Bu tür simüle edilmiş sinapslar için şimdiye kadar aday olan, analog dirençli cihazların çoğu; ya enerji kullanımı açısından çok verimsizdi ya da bir cihazdan diğerine veya bir döngüden diğerine tutarsız bir şekilde gerçekleştirildi.  Araştırmacılar; yeni sistemin her iki zorluğun da üstesinden geldiğini söylüyor.  

Nükleer Bilim ve Mühendislik ile Malzeme Bilimi ve Mühendisliği Profesörü Bilge Yıldız: “Sadece enerji sorununu değil, aynı zamanda mevcut kavramların bazılarında yaygın olan tekrarlanabilirlikle ilgili sorunu da ele alıyoruz. ”

 Bu çalışmadaki direnç anahtarı, tungsten trioksitten (WO3) yapılmış ve pillerin şarj edilmesine ve boşalmasına benzer bir şekilde çalışan bir elektrokimyasal cihazdır.  İyonlar; (bu durumda protonlar) malzemenin uygulanan voltajın polaritesine ve gücüne bağlı olarak kristal örgüsüne girip çıkabiliyorlar. Bu değişiklikler, sinapsların güçlendirilmesi veya zayıflaması gibi, ters uygulanan bir voltaj tarafından değiştirilene kadar yerinde kalır.

 Nükleer Bilim ve Mühendislik ile Malzeme Bilimi ve Mühendisliği Profesörü Ju Li: “Mekanizma yarı iletkenlerin katkısına benzer.

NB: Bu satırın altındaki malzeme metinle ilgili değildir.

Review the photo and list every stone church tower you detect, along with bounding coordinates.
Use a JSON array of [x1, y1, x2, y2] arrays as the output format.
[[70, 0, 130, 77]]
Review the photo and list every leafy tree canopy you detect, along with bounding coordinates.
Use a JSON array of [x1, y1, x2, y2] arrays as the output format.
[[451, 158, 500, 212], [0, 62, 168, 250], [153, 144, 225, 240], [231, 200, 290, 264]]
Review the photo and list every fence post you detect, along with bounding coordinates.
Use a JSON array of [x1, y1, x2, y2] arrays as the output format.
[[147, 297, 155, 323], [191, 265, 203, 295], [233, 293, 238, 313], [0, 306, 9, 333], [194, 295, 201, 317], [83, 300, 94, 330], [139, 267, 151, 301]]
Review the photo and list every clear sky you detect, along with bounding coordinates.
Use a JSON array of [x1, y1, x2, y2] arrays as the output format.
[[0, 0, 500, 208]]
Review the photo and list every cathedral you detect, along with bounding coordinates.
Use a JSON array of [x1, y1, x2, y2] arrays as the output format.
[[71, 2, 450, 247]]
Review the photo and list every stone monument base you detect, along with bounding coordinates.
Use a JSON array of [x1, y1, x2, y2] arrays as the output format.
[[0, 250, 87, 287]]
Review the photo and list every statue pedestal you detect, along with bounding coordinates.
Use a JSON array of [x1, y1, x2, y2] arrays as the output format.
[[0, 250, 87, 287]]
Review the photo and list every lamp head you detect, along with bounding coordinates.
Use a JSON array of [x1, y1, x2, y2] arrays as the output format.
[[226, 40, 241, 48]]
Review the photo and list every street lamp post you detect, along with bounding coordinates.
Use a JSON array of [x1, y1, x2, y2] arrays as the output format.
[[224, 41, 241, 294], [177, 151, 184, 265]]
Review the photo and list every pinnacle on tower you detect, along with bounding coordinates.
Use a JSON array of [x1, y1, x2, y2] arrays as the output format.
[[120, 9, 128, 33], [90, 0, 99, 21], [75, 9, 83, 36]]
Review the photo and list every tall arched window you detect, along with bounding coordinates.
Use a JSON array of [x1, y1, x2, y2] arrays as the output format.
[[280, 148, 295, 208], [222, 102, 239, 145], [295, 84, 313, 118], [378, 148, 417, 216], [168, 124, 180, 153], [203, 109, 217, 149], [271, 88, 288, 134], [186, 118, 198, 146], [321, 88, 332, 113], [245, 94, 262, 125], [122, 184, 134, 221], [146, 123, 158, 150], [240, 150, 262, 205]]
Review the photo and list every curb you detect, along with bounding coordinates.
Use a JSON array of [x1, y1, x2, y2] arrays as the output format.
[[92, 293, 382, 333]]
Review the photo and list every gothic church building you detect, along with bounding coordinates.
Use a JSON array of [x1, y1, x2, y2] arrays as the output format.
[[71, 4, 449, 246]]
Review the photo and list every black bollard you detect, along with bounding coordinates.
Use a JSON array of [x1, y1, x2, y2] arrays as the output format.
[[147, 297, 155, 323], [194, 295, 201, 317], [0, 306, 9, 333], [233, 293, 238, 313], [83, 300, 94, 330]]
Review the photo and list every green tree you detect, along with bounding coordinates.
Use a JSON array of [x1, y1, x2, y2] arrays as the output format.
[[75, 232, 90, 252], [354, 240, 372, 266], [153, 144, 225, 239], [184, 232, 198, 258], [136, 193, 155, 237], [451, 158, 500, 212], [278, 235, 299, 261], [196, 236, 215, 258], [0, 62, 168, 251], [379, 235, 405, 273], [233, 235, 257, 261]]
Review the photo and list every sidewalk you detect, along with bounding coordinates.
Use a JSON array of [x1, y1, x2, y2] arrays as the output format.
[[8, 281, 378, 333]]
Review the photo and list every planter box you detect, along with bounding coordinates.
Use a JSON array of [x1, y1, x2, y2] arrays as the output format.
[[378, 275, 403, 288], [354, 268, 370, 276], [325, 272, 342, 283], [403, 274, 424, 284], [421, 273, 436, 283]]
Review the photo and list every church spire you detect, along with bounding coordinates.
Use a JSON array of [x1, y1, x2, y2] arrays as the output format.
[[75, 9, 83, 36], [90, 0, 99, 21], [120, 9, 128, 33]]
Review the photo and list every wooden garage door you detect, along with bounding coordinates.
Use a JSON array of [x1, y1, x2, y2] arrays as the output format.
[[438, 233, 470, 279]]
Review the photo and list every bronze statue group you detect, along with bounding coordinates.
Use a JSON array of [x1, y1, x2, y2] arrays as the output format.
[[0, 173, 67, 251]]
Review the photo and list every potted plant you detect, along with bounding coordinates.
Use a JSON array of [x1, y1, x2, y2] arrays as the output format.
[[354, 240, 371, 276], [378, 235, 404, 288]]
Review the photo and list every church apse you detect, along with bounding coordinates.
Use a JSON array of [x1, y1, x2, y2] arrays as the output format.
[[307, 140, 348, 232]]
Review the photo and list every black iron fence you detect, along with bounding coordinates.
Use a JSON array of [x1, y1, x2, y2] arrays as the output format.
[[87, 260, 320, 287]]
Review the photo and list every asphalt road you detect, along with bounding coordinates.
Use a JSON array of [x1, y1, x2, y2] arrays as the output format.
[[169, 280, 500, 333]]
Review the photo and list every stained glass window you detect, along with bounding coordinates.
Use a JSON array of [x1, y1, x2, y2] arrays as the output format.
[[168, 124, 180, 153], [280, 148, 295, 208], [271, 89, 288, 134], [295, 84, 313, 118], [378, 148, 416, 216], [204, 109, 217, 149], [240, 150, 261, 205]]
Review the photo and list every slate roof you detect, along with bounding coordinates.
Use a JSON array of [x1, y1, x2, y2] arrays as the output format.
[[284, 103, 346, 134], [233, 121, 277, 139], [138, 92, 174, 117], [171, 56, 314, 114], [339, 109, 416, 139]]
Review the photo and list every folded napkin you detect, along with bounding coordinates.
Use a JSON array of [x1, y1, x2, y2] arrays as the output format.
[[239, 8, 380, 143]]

Bu süreçte silikonun iletkenliği, silikon kafes içine yabancı iyonlar sokularak birçok büyüklük derecesinde değiştirilebilir.  Geleneksel olarak bu iyonlar fabrikada implante ediliyor. Ancak yeni cihazla iyonlar, kafesin içine ve dışına dinamik, sürekli bir süreçte pompalanıyor.”

 Araştırmacılar, voltajı kontrol ederek “dopant” iyonlarının ne kadarının içeri girip çıktığını kontrol edebiliyorlar ve çok iyi bir tekrarlanabilirlik ve enerji verimliliği gösterdiklerini belirtiyorlar.

Araştırmacı Yıldız: ”Bu süreç biyolojik beynin sinapslarının işleyişine çok benziyor.  Orada protonlarla değil; kalsiyum, potasyum, magnezyum vb. gibi diğer iyonlarla çalışıyoruz ve bu iyonları hareket ettirerek sinapsların direncini değiştiriyoruz ve bu bir öğrenme unsurudur.   Cihazdaki tungsten trioksitte gerçekleşen süreç, biyolojik sinapslarda meydana gelen direnç modülasyonuna benziyor. Burada gösterdiğimiz şey; optimize edilmiş bir cihaz olmasa bile, beyindekine yakın iletkenlikteki birim değişiklik başına ve birim alan başına enerji tüketimi sırasına ulaşıyor. Ayrıca geleneksel CMOS tipi yarı iletkenlerle aynı görevi yerine getirmeye çalışmak milyonlarca kat daha fazla enerji gerektirecek.”

Araştırmacı Li’ye göre; yeni cihazın sunumunda kullanılan malzemeler, mevcut yarı iletken üretim sistemleri ile uyumlulukları için seçilmiştir.  Ancak, cihazın ısıya toleransını sınırlayan bir polimer malzeme içerir, bu nedenle ekip hala cihazın proton ileten zarının diğer varyasyonlarını ve hidrojen kaynağını uzun vadeli operasyonlar için daha iyi şekilde kapsüllemenin yollarını arıyor.